Spatiotemporal assessment of humic substance-rich stream and shallow karst aquifer interactions in a boreal catchment of northern Estonia

Abstract

Artificial and natural tracers have been frequently used to study the water interactions in the river-karst aquifer continuum. Dissolved organic matter (expressed in the form of total or dissolved organic carbon) has proven to be an effective soil-related parameter when studying the recharge behavior of karst aquifers in many cases. In this study we discuss the use of more catchment-specific dissolved organic matter groups like humic substances to characterize the hydrodynamic and chemical interactions of the sinking Tuhala River and the shallow Nabala-Rakvere karst aquifer hosting the Tuhala karst system in a boreal catchment of northern Estonia.

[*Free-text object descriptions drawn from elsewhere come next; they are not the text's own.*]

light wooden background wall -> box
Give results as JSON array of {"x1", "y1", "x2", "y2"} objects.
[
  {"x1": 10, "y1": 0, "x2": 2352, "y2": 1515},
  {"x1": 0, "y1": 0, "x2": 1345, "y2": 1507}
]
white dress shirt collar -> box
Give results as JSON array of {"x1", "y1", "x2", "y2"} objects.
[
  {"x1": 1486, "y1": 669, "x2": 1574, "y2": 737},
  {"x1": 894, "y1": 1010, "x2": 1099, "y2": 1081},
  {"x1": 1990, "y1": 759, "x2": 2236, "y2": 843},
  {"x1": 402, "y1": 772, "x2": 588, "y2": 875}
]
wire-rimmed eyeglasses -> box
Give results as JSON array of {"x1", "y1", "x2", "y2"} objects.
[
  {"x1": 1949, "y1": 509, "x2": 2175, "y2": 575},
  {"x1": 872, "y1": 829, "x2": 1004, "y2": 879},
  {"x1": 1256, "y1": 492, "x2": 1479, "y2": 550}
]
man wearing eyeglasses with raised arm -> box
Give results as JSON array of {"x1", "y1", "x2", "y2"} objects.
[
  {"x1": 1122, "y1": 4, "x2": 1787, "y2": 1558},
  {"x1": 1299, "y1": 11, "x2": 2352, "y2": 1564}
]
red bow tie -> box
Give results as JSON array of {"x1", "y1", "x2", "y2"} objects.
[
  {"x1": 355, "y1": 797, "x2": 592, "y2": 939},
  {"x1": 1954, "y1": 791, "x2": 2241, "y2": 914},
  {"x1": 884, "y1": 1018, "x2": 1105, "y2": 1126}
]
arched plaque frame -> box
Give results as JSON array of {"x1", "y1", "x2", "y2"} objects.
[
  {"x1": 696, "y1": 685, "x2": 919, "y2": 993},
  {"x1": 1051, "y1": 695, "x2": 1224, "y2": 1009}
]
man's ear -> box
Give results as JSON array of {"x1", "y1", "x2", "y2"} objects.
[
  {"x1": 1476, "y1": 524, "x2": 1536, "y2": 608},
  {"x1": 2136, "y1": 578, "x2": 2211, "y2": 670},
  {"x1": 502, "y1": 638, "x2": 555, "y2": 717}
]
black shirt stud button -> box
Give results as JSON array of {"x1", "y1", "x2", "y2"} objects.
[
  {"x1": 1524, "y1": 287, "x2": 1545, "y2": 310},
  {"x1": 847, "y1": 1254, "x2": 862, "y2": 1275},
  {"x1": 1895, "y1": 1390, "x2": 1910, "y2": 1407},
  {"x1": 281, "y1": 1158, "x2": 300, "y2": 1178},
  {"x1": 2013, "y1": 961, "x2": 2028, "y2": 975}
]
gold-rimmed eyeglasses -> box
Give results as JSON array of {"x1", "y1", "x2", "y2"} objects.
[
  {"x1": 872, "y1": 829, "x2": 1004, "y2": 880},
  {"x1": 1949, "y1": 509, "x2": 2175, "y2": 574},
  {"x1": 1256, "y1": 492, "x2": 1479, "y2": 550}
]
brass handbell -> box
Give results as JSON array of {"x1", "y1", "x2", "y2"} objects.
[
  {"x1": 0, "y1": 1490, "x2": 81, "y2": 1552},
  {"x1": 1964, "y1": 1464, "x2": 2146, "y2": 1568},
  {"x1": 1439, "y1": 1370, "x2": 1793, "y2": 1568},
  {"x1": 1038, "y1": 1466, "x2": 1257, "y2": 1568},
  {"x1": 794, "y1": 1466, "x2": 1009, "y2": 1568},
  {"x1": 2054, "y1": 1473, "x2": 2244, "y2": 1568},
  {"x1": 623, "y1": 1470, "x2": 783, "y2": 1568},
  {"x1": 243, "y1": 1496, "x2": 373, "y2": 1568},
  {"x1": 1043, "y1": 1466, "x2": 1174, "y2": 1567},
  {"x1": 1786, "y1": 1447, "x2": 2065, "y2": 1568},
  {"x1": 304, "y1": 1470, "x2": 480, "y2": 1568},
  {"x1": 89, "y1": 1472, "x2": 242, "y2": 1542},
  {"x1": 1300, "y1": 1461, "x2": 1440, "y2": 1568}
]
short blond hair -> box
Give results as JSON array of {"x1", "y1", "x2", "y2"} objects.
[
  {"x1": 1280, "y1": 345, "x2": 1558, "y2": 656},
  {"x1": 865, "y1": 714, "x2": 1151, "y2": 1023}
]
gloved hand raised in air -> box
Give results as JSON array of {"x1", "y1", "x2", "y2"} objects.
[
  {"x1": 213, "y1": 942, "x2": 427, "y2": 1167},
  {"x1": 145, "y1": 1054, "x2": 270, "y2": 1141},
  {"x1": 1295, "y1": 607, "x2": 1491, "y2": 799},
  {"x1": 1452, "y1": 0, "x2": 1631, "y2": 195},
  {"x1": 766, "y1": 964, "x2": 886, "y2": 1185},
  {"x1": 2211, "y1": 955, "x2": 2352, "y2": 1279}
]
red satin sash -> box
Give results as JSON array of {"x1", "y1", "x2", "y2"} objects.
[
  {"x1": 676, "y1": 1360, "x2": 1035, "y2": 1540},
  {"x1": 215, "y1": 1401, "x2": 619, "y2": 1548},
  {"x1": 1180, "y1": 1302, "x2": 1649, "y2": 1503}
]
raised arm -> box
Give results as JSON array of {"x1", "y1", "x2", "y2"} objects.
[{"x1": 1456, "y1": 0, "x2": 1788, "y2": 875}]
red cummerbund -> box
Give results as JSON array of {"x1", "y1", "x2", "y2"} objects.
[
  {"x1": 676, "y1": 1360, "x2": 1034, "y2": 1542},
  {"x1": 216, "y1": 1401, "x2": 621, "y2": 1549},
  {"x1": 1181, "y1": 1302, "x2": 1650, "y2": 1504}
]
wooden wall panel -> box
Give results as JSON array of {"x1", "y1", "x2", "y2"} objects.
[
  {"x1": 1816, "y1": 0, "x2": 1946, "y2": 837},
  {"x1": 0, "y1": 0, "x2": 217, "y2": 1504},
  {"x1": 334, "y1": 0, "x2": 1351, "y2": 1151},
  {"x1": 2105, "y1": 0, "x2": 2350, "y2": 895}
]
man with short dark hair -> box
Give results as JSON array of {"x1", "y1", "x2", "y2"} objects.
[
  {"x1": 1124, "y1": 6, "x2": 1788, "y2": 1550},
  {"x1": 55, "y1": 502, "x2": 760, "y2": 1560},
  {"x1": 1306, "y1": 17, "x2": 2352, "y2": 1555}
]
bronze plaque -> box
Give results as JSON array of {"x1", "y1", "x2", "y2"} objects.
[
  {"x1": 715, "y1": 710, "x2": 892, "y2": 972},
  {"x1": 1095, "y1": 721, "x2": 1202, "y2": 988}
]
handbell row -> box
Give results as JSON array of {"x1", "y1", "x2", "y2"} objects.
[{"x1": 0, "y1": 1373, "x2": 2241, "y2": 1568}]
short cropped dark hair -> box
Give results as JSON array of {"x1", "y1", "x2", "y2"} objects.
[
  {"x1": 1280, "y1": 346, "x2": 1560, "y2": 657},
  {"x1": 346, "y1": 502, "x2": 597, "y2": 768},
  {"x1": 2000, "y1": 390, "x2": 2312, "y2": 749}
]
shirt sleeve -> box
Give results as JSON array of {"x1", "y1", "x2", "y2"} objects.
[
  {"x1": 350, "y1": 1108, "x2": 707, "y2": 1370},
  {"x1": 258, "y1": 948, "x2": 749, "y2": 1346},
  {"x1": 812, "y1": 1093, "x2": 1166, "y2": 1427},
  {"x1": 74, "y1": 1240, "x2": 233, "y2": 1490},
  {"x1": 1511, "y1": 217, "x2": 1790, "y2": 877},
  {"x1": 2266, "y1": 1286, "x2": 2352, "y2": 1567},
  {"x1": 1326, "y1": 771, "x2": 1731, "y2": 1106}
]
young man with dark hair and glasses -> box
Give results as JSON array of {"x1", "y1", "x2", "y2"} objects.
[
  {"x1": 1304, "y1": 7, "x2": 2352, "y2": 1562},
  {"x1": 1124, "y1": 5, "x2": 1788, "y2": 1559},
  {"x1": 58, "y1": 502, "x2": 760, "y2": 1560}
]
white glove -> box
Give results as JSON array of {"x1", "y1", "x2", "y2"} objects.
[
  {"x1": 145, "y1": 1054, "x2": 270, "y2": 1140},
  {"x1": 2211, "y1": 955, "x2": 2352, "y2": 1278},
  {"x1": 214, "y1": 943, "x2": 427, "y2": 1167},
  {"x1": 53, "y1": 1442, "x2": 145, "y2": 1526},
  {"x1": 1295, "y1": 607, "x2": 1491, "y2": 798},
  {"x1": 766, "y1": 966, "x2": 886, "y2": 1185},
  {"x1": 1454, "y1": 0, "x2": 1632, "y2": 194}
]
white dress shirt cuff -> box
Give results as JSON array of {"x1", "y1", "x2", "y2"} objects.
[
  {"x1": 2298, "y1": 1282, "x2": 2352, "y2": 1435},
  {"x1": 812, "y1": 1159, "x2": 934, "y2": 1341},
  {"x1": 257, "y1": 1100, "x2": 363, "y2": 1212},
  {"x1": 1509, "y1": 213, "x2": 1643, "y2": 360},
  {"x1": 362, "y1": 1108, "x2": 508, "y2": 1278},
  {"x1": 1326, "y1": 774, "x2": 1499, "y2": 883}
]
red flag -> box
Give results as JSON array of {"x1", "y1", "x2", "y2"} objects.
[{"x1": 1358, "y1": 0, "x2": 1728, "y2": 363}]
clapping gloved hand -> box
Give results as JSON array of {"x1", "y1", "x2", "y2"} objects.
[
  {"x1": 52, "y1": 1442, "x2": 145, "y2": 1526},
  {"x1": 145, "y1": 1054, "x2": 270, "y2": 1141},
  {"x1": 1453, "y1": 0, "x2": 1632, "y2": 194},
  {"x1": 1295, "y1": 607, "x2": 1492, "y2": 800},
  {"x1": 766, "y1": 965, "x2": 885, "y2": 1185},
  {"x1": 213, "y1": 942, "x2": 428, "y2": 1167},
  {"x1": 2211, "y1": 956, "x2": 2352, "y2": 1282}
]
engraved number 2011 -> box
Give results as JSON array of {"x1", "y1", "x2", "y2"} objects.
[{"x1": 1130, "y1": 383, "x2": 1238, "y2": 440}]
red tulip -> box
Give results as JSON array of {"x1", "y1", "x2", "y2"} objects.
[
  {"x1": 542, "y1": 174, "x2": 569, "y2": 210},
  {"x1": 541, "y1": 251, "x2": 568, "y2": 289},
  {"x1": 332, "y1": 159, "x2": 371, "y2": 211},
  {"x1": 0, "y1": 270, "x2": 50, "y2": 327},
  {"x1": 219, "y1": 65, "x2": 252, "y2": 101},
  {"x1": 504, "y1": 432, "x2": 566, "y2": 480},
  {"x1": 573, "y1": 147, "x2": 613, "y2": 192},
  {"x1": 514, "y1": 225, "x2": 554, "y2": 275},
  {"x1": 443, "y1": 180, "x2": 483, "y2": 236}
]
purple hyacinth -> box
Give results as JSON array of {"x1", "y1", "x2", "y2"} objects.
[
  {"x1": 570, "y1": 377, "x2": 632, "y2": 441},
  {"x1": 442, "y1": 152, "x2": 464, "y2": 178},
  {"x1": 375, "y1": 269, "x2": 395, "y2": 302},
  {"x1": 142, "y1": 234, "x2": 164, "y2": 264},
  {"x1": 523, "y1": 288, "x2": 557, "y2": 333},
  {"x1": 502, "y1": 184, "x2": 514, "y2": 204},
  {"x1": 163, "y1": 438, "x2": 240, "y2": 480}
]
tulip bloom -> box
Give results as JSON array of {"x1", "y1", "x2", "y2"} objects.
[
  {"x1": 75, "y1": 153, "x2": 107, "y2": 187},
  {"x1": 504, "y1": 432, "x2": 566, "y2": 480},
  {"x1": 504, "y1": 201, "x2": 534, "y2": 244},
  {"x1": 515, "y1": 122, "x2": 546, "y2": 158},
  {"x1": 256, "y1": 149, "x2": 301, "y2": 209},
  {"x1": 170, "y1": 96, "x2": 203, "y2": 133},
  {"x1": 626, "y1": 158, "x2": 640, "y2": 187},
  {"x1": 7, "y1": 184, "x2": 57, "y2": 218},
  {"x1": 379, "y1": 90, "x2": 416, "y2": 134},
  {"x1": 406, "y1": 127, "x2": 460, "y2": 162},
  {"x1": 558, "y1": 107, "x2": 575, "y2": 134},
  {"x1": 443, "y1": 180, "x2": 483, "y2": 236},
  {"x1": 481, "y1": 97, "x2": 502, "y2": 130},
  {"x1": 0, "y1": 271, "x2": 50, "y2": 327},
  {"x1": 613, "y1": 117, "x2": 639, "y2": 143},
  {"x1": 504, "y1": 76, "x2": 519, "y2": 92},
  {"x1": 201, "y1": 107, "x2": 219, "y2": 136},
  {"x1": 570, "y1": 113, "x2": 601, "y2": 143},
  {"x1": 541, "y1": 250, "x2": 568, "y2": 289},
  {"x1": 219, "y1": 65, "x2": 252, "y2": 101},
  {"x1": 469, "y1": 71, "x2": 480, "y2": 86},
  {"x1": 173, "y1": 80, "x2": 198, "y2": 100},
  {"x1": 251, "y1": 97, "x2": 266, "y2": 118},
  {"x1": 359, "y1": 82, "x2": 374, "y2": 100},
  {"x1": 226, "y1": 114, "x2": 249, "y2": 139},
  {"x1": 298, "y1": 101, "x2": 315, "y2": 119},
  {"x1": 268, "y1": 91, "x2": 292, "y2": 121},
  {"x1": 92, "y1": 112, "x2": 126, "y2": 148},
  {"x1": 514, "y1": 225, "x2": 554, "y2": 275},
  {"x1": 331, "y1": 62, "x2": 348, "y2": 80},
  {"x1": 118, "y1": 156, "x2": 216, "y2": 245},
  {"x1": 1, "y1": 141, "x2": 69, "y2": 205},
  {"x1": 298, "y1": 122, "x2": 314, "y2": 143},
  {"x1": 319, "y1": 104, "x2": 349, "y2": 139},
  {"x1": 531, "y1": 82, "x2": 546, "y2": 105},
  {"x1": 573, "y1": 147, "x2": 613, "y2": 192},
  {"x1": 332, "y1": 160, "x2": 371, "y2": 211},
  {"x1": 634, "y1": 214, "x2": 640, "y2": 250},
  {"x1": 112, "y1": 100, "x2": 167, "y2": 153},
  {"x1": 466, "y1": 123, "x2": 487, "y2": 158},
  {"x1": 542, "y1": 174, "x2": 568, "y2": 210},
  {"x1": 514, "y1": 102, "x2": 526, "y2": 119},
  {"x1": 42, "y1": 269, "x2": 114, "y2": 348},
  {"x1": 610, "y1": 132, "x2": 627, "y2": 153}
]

A network of 15 surface water and groundwater monitoring points was sampled for humic substances, major ions and stable isotopes for seven field campaigns (138 samples in total) under different hydrological conditions over the period of one year. In the context of relatively homogenous major ion chemistry and stable isotope signatures, humic substances proved to be an effective conservative tracer for delineating and characterizing the mixing of the waters of the Tuhala River and shallow aquifer in the karst system. A two-component mass balance mixing model utilizing humic substances was used to evaluate the mixing fractions in the main perennial spring group of the karst system and in other relevant monitoring points if possible. It was deduced that on average 88 ± 16% of the recharge for the main perennial spring group of the karst system was provided by the Tuhala River. In the case of the wet September of 2017, only 54% of the spring discharge originated from the river, i.e. 46% could have been provided by the hosting aquifer. The river-aquifer mixing fractions were found to be in good agreement (R2 = 0.7; n = 7; p = 0.019) with the ratio of intersection of the potentiometric surfaces (hydraulic gradient ratio) of the karst system and the hosting karst aquifer, suggesting their significant hydraulic interdependence.